Sobre si Sarah Palin se presentará o no como candidata a las elecciones, sólo los tontos o los intrínsecamente malvados pueden tener todavía alguna duda. Sus actos hablan por sí misma. Muchos de ustedes ya conocen mi opinión, que Sarah Palin tomó la decisión de presentarse a las próximas elecciones presidenciales tan pronto como la misma noche electoral de 2008, nada más despedirse de McCain y retirarse ella y Todd a su habitación, donde muy seguramente dio rienda suelta a su amargura por lo que pudo haber sido y no fue. Esa misma noche, Sarah y Todd, los dos juntos, trazaron su plan: volver a Alaska, reemprender ella su tarea como gobernadora, permanecer atenta a lo que sucediera en Washington y libre ya de tener que ser el eco de McCain, no perder ni una oportunidad de dar su opinión y empezar a situarse como la mejor alternativa a Obama por parte republicana.

La primera señal de que ése era su plan lo dio apenas tres meses después con la creación de SarahPAC, un mecanismo que, en el caso de políticos en activo, sólo tiene sentido si estos prevén convertirse en una fuerza influyente. Un PAC, básicamente, no es más que un mecanismo legalmente establecido para recaudar dinero con fines políticos, pero que no pueden ser empleados en una campaña electoral propia porque para eso deberá crear una organización (un comité de campaña) aparte. A Sarah Palin, con dos años por delante todavía de mandato como gobernadora de Alaska, poca falta le hacía un PAC si su intención era la de quedarse en Alaska y, si acaso, presentarse a la reelección como gobernadora en 2010. Pero sí que le hacía mucha falta si, por el contrario, lo que pretendía era ampliar sus horizontes y hacerse más presente que nunca en “los 48 de abajo”, el resto de Estados Unidos, fundamentalmente viajando a uno u otro estado, pronunciando discursos y reuniéndose con diferentes personalidades. Y, sobre todo, respaldando en 2010 a aquellos candidatos republicanos que considerara merecedores de ello.

Pocas dudas hay de que ése era su plan original, pero como quiera que el hombre propone y Dios dispone, todo se fue a hacer gárgaras cuando los demócratas alasqueños abrieron la veda contra ella y las ethics complaints en su contra fueron sucediéndose una tras otra. Eso impidió que pudiera llevar a cabo sus planes puesto que de pronto se encontró imposibilitada en la práctica de salir de Alaska siquiera un par de días sin que se armara un escándalo, tal y como se vio cuando acudió a Evansville (Indiana) a pronunciar un discurso en la cena anual de la organización pro-vida local. Tuvo que reaccionar y dejarse de viajes porque la situación era grave. Ciertamente los demócratas habían logrado dar con su punto débil y la primavera de 2009 fue el momento en que más cerca estuvieron de acabar políticamente con ella, sólo que…
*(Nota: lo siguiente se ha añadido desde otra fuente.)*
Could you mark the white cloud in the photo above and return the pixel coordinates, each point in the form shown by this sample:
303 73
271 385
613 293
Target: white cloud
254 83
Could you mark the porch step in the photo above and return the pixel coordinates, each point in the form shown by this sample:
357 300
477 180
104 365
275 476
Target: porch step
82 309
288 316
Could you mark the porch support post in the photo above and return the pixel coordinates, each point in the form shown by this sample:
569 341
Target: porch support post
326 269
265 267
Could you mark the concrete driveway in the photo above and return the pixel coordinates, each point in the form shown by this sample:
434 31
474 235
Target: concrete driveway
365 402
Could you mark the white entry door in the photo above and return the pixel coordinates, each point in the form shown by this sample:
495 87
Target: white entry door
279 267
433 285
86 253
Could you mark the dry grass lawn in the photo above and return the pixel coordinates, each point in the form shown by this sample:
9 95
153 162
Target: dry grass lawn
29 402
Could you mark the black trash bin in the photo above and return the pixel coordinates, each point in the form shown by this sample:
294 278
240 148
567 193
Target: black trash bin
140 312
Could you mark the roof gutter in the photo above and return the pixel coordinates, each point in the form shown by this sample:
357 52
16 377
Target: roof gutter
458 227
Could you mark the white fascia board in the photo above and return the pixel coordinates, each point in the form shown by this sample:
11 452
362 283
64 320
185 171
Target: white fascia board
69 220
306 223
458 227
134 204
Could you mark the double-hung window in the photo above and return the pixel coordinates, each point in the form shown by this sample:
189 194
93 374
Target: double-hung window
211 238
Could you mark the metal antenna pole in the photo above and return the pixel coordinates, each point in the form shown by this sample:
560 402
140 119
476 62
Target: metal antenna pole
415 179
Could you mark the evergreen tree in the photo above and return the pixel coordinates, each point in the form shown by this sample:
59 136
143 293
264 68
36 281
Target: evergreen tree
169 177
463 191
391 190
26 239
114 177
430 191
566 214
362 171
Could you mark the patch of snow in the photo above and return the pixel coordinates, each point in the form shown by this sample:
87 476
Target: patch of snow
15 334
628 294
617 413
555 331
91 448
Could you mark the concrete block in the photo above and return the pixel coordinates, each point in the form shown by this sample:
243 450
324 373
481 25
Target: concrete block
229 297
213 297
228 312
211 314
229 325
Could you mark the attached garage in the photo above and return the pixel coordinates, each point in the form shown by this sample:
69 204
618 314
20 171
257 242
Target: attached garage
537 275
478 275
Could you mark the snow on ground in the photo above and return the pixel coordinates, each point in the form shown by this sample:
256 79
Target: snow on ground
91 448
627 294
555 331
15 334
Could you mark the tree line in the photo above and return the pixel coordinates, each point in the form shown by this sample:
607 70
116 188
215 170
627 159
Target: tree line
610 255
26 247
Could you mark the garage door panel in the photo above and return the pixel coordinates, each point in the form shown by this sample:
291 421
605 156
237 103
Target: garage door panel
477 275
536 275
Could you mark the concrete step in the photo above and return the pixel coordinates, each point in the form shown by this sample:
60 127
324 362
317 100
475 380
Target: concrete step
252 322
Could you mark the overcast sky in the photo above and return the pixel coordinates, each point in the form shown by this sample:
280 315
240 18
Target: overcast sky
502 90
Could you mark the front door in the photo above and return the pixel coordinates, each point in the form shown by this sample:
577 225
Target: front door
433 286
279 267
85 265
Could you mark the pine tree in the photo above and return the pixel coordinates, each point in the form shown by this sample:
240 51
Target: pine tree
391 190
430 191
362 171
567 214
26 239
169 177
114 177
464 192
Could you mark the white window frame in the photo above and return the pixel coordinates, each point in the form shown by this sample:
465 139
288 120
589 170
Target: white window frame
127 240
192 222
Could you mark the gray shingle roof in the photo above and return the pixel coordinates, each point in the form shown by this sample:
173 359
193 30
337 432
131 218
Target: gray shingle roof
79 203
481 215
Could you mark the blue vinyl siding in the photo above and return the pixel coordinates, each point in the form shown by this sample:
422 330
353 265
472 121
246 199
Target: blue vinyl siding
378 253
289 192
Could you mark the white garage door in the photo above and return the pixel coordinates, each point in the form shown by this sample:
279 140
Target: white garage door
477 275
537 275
Sólo que se pasaron de rosca. Ansiosos por tomarse la revancha, la presionaron demasiado y en lugar de limitarse a seguir acosándola, la acorralaron por completo, basándose en la premisa de que era como cualquiera de ellos y estaría tan ávida por conservar su puesto de gobernadora que acabaría cediendo con tal de poder seguir en el cargo. Y aquí se equivocaron. Todos sabemos que un enemigo acorralado lucha con todas sus fuerzas, incluidas las de la desesperación, sabedor de que le va la vida en ello. Si uno no quiere que pase eso, hay que darle una posibilidad de retirada para que la victoria caiga de su lado pero no a un coste que la convierta en pírrica. Justo lo que no hicieron los demócratas, que sólo pensaban en aplastarla. Y tan a punto estuvieron de ello que Sarah Palin tuvo que tomar la única decisión que no se esperaban: dimitir. Lo que a efectos prácticos viene a ser como una oveja acorralada por los lobos cuya única salida es saltar el precipicio de cincuenta metros que tiene a sus espaldas y confiar en que haya debajo un arbusto crecido. Afortunadamente para Sarah Palin en su caso lo había: su fe en sí misma y en que Dios le mostraría el camino.

A veces disfruto pensando en lo que habría podido pasar si los demócratas de Alaska no le hubieran apretado tanto las tuercas. Como gobernadora del estado, hubiera estado mucho más “controlada” y no hubiera podido hacer una gran parte de las cosas que ha hecho desde entonces. Cierto que hubiera escrito Going Rogue, eso seguro, pero ¿hubiera podido permitirse una gira como la que llevó a cabo después y que la devolvió a la primera línea política? ¿Hubiera podido entrar de la manera en que lo hizo en el circuito profesional de conferenciantes, apareciendo un día aquí y otro allí para pronunciar esos discursos suyos que poco a poco fueron calando entre el público y haciéndole comprender que ella era diferente a los demás políticos? ¿Hubiera podido desarrollar de la manera como lo ha hecho su página personal en Facebook y su cuenta en Twitter, que actualmente son la fuente original de ese nuevo-viejo  ideario conservador que ella ha revivido? ¿Hubiera podido prestar todo su apoyo al entonces naciente movimiento Tea Party, convertirse en su abanderada, evitar su fraccionamiento cuando pretendía constituirse como tercer partido, convencerlos para que se presentaran a las primarias republicanas de 2010 y vencieran en ellas y luego lo hicieran en las generales de ese mismo año y vencieran también?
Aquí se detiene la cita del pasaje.